Establishing who’s at fault is important, as they will pay for the damages brought about by the accident. In most cases, the insurance company of whoever is at fault will cover all the costs. Lawsuits are less likely to occur where the person responsible for the accident will shoulder all the expenses. But how can you determine who’s at fault in a car accident? We’ll discuss this further in the next section.
Responsible for the Accident
Determining who is responsible for a car accident is basically a matter of identifying who was careless or negligent on the road. In most cases, it’s easy to see which party acted carelessly and caused the accident. They will then be held responsible for any injuries or property damages that might have arisen as a result of the accident.
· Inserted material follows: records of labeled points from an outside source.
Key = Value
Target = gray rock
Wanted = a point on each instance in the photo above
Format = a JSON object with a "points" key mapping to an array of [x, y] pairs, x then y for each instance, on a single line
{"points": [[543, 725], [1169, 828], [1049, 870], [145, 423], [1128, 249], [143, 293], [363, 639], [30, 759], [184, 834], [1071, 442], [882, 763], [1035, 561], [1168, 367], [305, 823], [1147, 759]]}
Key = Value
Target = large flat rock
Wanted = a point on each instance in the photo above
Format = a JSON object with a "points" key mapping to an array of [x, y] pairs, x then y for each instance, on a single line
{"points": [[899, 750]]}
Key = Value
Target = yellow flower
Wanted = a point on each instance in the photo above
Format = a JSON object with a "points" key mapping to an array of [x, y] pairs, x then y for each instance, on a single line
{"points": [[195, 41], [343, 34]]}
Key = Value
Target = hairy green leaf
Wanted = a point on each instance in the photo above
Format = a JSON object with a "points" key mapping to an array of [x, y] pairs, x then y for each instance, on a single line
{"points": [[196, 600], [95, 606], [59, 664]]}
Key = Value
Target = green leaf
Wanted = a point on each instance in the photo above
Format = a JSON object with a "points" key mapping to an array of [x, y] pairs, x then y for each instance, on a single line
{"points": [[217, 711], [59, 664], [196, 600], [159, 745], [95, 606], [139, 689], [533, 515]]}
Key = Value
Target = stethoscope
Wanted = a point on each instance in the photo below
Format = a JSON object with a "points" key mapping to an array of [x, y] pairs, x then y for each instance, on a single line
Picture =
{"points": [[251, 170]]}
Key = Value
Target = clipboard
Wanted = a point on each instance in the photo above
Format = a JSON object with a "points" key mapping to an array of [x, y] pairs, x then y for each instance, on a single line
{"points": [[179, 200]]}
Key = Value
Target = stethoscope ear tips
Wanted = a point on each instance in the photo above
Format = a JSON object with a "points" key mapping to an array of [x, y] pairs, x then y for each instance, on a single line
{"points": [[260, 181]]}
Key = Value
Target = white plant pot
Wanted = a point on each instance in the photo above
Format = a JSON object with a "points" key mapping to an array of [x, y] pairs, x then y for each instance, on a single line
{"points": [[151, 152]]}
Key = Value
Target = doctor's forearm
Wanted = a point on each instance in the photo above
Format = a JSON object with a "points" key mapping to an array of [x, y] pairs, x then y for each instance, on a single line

In some cases, it may be rather hard to establish who’s at fault. This is where a proper investigation should be conducted. Both parties should collect pieces of evidence. These may include statements from witnesses, police reports, personal testimonies, medical records, and other information essential to the investigation.
Furthermore, any driver violating traffic law will be held responsible for a resulting car accident. This includes speeding, running a red light, and cutting across several lanes of traffic to turn, among many other violations. He or she may carry the heaviest burden of the resulting liability.
Evidence to Establish Who’s at Fault
If it’s obvious who’s at fault, then you should collect evidence while you’re on the scene. Whatever you collect will support your claim or defense regarding fault in an accident. Chances are that the other party is also preparing to win the case. That said, here are important details or things that you need to prepare, which will serve as evidence:
● Medical treatment records, medical bills, and doctor’s notes.
● Police reports which serve as documentation of the actual accident scene.
● Statements, verbal or written, coming from witnesses who were in the scene.
● Your personal statements and that of the other driver.
All these carry a great deal of weight with insurance adjusters and claims attorneys. They serve as strong evidence that will support your claim and uphold your right to be compensated.
Decision and Final Verdict
Given the evidence presented, the final decision and verdict will be made. The latter will be based on citations by police, the statements by the drivers themselves and any witnesses, and the sound reasoning of a judge or jury. Nevertheless, if you can build a solid case, it is often possible to settle out of court. This can be a viable option before a final determination on the merits by a court will be made.
Final words: Need for an attorney
There are cases when the need for an attorney specializing in personal injury law is essential. Getting one would be a good idea when you aren’t sure of who’s at fault, when some are deliberately delaying payment of your claim, or when you can’t defend yourself and need legal representation. These attorneys usually offer a free initial consultation, and their services are typically paid on a contingency basis. Should you receive a favorable settlement or judgment, you can share a percentage of any recovery with the attorney and need not pay out of pocket.